Unresolved hip or back pain
If you’ve had persistent hip and/or back pain, the pelvic floor may be the missing link. The pelvic floor comprises part of our core abdominal system and is closely linked with hip function. Typical rehab for back/hip pain does not necessarily include a pelvic floor assessment. In the case of persistent back/hip pain, having your pelvic floor assessed for areas of weakness and/or hypertonicity is an essential component of your rehab program.
The pelvic floor is responsible for the continence of urine. Leaking with exercise or coughing, having to urinate when you’re asleep at night, and feelings of urge are common bladder complaints, especially if you’ve birthed babies. However, these symptoms are NOT normal. These bladder symptoms signify weakness and/or tightness in the pelvic floor muscles.
Pelvic pressure/feelings of bulging
Another function of the pelvic floor is to support internal organs. After pregnancy and childbirth, the tissues of the vaginal walls are stretched. This creates less support for organs such as the bladder, uterus, and rectum. Without proper support from the pelvic floor, internal organs may protrude into the vaginal canal towards the vaginal opening.
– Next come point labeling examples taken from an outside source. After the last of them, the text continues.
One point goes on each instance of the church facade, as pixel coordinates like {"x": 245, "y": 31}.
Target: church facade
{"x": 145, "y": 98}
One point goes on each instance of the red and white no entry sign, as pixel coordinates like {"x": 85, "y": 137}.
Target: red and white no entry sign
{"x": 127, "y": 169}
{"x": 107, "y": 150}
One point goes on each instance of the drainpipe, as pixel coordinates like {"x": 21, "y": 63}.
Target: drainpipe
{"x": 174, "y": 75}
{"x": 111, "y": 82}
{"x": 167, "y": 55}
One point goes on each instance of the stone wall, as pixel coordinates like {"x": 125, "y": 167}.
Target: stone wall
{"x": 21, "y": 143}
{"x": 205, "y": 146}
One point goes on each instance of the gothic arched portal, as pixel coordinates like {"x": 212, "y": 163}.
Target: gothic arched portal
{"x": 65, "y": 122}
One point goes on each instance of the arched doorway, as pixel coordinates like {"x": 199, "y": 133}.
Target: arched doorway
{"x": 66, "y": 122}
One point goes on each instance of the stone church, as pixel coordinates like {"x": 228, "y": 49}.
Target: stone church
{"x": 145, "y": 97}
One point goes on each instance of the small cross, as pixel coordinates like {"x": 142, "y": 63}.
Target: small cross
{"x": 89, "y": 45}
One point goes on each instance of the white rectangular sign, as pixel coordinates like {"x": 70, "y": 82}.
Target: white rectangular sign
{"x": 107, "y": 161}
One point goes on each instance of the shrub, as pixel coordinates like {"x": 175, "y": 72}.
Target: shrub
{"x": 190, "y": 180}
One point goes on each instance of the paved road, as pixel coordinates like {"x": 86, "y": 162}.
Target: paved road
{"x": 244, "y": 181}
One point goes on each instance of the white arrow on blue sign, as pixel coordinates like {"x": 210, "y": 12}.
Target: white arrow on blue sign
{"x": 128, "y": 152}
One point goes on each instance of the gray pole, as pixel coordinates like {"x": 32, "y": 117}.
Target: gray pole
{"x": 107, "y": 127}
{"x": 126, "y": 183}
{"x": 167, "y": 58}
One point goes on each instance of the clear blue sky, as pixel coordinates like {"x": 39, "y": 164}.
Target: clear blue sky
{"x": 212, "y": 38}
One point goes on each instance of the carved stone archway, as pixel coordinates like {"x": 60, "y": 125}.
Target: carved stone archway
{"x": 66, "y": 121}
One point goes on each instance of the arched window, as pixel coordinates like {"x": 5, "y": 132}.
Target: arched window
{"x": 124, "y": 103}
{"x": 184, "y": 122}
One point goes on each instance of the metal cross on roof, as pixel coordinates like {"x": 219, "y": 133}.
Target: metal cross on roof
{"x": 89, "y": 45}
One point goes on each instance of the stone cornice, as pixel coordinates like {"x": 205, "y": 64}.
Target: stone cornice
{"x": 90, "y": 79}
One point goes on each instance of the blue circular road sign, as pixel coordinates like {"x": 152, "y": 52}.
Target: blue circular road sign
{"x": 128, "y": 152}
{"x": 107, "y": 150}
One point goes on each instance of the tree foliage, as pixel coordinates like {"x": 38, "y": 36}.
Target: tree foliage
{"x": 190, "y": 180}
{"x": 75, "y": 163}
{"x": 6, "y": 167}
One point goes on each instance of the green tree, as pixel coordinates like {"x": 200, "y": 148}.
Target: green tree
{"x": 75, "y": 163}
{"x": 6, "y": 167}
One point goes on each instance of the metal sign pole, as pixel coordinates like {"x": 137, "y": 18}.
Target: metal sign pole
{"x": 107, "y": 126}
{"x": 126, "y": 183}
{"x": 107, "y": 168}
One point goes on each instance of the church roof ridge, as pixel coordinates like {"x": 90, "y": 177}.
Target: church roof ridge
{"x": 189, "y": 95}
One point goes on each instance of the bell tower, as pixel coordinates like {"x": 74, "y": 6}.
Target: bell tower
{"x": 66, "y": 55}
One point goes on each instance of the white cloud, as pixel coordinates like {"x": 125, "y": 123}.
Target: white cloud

This is known as pelvic organ prolapse.
Constipation or fecal leakage
Our pelvic floors are also responsible for the continence of gas and feces. Trouble pooping, feelings of incomplete emptying, abdominal pain, fecal or gas leakage, are all indicators of pelvic floor issues.
If you believe you have pelvic floor dysfunction, seek help. Pelvic Guru is a great global provider directory for locating a pelvic floor physical therapist near you.
Disclaimer: Navigating Parenthood does not offer medical advice. Please always consult your MD.